What immediately jumps out is the tight correlation between the two curves for most of the period. Sure, the strategy is trying to profit from discrepancies in interest rate differentials but it is subjecting itself to the whims of the EURUSD exchange rate in the process. In fact, the strategy’s well-performing periods were driven in the most part by a favorable move in the EURUSD spot level: the 2002 to 2004 period is characterized by an upward move in the value of the Euro against the US dollar while the strategy under-hedges the European currency and over-hedges the American one, thereby taking advantage of the trend. This is the bright side of carry strategies: when the movement in the exchange rate expands the returns we are set to make on the interest rate differential.

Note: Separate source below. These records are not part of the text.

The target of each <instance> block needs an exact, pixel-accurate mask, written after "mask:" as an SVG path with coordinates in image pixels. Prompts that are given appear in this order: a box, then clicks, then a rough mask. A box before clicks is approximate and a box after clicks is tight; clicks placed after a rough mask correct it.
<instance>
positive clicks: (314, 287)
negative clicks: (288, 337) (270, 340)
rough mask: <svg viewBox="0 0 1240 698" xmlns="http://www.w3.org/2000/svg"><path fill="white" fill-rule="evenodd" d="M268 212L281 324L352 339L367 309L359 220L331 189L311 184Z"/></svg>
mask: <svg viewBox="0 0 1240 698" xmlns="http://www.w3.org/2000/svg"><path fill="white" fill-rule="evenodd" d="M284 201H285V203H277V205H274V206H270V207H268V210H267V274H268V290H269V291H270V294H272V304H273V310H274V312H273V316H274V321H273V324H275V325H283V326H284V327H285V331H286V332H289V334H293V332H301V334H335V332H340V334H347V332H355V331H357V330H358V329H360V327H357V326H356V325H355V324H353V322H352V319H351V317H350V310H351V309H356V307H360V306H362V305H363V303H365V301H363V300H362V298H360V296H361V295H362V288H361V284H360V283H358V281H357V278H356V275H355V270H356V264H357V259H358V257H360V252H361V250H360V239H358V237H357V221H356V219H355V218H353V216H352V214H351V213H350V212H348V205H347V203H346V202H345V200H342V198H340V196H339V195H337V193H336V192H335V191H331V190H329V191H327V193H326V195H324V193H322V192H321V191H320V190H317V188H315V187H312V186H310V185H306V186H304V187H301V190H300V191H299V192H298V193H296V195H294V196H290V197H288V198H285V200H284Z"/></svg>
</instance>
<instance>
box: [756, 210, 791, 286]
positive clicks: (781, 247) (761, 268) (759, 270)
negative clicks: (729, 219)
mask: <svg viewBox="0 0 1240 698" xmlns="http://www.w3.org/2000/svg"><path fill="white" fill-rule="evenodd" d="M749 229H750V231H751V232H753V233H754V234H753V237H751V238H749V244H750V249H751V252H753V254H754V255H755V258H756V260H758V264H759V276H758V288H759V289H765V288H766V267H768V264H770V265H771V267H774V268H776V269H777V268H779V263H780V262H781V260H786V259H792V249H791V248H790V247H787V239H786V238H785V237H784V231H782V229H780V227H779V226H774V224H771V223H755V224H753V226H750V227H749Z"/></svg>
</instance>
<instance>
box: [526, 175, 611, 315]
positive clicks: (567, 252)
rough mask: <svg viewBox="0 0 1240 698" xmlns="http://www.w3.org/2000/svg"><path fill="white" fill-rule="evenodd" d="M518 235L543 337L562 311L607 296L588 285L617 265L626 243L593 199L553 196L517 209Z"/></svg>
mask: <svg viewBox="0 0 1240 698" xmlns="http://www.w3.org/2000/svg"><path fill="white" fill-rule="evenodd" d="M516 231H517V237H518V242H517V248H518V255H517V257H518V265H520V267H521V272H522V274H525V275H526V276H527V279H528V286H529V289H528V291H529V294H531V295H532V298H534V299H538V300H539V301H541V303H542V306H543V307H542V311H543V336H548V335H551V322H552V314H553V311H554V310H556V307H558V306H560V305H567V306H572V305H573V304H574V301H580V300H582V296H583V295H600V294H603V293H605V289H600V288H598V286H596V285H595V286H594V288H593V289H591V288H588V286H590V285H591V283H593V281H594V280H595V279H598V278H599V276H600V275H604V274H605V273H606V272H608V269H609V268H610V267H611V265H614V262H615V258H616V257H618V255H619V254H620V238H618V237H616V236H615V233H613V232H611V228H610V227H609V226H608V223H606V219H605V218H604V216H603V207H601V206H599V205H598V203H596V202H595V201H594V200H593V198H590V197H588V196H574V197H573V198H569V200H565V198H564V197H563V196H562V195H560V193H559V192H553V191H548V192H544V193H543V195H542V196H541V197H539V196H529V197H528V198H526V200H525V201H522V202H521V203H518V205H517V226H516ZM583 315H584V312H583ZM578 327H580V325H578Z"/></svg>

But then the winds change, as was the case between 2008 and 2010, and our implicit bet on the currency pair’s exchange rate wipes out nearly half of the gains made over the previous 8 years. Even in recent years (2017 to 2020), which presented an attractive environment for our strategy with low volatilities for both the USDCHF and EURCHF combined with a large gap in interest rate differentials between the two currency pairs, the variations in the exchange rates remain a prominent driver of performance. Indeed, the strategy is implicitly long the EURUSD (USDCHF hedge ratio stands at 50% versus 40% to 30% for the EURCHF) in 2017 and benefits from its upward trend. It then reverses its positioning (40% USDCHF versus ~80% EURCHF) between 2018 and 2020, just as the EURUSD starts heading lower.
Throughout this paper, we have dissected the performance and behavior of a seemingly straightforward cost-conscious hedging policy. From the varying opportunities presented by the interest rate differentials, to the sometimes counter-intuitive moves in hedge ratios and the large exposure to the moves of the EURUSD currency pair, we have highlighted key elements to take into account when trying to deploy such a strategy. We would expect optimal performance when a confluence of factors favors its success: a large gap in interest rate differentials (1) combined with a similar level of risk for both currencies (2) and a flat (or favorable) cross-currency exchange rate (3). In addition, care should be taken to ensure that the strategy does not leave a currency pair heavily under-hedged as adverse extreme events will undoubtedly arise. Finally, a larger pool of currencies would inevitably increase the opportunity set although the US dollar and Euro will retain a prominent role due to their large share in the portfolios of Swiss investors. We will address these different aspects in upcoming publications.